Liverpool Biennial 2023 at Victoria Gallery and Museum
Maja Lorkowska, Exhibitions EditorLiverpool’s Victoria Gallery and Museum has become another stop on the Liverpool Biennial 2023 map, displaying the work of three artists: Antonio Obá, Charmaine Watkiss and Gala Porras-Kim. The works share an interest in spirituality and an engagement with archives and collective memory.
The largest piece on display Jardim (2022) by Antonio Obá (meaning Garden in Portuguese). The installation is created from hundreds of brass bells that visitors can touch. We are invited to follow a path through it and ring the bells. Obá has done extensive research on hunting environments and Jardim is the result, placing the viewer in the position of the hunter and the hunted, by giving away our position.

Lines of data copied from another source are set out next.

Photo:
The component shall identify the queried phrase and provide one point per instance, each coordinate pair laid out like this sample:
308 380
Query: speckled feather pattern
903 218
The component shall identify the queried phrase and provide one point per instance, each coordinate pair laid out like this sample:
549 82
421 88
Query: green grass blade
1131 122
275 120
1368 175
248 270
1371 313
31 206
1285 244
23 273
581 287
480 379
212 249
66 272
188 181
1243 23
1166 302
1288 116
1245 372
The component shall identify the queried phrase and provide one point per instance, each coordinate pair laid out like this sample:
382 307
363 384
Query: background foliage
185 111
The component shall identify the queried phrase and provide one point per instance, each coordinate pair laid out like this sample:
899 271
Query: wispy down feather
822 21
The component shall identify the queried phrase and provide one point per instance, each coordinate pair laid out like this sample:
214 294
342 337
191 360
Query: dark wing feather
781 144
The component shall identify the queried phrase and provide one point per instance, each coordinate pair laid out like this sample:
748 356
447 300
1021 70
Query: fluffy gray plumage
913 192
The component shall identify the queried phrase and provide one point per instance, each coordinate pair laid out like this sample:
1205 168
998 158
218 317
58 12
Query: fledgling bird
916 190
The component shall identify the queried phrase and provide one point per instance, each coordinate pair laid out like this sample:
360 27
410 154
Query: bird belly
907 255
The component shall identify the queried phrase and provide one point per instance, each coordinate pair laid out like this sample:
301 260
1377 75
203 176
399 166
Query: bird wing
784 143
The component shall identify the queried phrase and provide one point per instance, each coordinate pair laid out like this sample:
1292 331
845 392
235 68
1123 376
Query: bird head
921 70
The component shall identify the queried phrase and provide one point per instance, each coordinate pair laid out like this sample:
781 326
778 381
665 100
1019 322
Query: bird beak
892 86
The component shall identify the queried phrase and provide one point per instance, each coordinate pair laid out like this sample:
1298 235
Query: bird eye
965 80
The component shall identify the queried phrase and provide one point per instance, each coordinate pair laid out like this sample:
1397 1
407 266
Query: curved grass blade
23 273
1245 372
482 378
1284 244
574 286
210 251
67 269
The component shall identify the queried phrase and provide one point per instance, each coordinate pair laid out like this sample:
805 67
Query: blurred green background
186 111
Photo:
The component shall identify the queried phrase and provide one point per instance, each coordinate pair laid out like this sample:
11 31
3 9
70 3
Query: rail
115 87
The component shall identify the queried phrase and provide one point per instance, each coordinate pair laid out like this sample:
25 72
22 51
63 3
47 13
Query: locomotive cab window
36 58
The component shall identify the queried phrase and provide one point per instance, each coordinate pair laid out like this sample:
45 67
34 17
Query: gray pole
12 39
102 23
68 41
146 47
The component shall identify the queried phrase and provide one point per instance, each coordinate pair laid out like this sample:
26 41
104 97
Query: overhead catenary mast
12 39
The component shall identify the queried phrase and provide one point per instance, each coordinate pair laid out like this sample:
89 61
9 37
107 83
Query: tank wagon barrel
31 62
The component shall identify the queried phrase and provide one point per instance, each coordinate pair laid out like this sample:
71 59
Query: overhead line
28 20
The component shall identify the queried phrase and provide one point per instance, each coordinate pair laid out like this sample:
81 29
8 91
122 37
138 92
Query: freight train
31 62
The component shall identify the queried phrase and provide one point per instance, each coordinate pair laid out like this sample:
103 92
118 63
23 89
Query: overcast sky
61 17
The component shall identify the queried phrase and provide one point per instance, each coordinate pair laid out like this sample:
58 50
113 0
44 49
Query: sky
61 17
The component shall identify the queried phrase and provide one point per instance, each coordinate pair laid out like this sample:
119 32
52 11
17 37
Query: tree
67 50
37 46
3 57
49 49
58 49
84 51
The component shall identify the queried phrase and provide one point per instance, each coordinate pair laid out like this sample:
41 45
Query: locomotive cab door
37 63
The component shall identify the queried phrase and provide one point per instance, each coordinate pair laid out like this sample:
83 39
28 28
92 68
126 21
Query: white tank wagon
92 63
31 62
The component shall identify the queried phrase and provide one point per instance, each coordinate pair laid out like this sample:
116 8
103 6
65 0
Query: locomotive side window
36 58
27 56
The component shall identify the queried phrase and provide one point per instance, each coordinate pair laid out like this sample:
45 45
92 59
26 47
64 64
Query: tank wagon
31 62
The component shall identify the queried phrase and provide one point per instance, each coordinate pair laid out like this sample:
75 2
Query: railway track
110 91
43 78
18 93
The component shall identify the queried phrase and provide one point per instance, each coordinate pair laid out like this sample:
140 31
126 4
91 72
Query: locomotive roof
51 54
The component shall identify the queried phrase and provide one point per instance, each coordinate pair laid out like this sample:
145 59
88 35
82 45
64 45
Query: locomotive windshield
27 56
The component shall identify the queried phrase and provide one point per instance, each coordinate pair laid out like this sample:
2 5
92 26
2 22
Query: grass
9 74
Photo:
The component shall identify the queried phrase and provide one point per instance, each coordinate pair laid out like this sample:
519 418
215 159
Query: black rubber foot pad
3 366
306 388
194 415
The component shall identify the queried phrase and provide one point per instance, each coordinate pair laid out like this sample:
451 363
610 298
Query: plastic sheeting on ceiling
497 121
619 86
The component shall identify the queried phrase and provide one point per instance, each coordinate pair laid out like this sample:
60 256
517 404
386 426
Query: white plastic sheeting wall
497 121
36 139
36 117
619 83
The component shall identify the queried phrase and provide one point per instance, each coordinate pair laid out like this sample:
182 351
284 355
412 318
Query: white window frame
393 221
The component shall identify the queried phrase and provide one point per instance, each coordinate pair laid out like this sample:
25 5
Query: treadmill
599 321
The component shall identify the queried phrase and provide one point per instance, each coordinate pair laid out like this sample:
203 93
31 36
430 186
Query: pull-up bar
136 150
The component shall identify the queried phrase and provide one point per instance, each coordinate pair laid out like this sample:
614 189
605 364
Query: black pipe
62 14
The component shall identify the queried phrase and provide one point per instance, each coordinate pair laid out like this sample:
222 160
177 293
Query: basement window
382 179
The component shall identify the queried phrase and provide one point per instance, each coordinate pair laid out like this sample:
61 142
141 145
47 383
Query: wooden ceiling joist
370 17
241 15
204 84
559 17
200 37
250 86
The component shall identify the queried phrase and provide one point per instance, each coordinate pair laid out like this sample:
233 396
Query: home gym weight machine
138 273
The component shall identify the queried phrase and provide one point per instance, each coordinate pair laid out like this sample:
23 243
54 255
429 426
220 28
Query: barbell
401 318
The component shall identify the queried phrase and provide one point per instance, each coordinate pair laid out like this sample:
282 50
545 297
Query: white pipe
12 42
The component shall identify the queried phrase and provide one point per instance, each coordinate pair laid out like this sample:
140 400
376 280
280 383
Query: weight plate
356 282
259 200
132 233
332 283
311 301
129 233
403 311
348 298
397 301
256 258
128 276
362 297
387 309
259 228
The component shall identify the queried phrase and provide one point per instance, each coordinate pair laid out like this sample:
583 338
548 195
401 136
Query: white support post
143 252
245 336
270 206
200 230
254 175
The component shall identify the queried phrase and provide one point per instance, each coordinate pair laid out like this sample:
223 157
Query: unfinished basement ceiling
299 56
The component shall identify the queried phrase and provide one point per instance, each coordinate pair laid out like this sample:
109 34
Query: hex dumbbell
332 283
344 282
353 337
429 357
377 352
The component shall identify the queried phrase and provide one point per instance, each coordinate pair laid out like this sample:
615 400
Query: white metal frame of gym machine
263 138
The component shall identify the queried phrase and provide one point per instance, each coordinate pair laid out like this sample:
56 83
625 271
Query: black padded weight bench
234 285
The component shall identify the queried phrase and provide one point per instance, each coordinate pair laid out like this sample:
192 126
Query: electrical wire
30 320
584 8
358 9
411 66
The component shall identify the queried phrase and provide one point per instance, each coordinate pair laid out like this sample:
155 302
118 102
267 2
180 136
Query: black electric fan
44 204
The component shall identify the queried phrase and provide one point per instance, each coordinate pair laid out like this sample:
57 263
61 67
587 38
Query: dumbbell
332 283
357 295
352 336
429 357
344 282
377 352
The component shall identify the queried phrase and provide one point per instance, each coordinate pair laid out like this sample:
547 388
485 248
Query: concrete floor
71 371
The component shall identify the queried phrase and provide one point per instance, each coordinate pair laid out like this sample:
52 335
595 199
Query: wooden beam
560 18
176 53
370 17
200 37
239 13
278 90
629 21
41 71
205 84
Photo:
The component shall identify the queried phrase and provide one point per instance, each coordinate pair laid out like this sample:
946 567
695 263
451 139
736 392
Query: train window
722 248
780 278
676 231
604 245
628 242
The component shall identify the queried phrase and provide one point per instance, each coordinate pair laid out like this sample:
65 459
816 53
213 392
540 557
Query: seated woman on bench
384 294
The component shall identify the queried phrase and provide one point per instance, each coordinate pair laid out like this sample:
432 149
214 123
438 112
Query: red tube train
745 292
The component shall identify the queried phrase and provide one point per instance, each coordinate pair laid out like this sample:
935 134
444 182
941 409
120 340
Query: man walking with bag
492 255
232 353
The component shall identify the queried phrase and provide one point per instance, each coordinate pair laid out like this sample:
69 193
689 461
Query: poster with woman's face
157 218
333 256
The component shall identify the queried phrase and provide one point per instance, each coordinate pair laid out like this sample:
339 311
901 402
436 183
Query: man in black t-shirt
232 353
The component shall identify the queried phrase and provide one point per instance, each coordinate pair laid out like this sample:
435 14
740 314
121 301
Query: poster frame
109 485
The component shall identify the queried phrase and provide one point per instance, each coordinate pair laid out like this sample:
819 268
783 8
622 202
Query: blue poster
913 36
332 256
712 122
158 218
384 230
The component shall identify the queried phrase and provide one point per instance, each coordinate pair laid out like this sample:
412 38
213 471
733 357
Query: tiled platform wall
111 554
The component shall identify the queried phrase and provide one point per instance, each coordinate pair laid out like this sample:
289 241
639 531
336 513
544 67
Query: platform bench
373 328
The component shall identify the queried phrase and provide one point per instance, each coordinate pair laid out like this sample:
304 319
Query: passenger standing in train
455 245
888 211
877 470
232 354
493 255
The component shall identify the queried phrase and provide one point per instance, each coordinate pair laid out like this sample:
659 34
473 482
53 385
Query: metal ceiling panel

Charmaine Watkiss’ pieces are illustrated life-sized figures onto which the artist maps ‘memory stories’ – visual representations of her research into the African Caribbean diaspora. In this exhibition, she focuses on rituals, stories and customs that have been carried via the Transatlantic crossing and have become part of the Caribbean culture. Gala Porras-Kim’s drawings Future Spaces Replicate Earlier Spaces (2023) take ancient objects as starting points to imagine and create new forms and their functions. This work highlights the difficulty of remembering.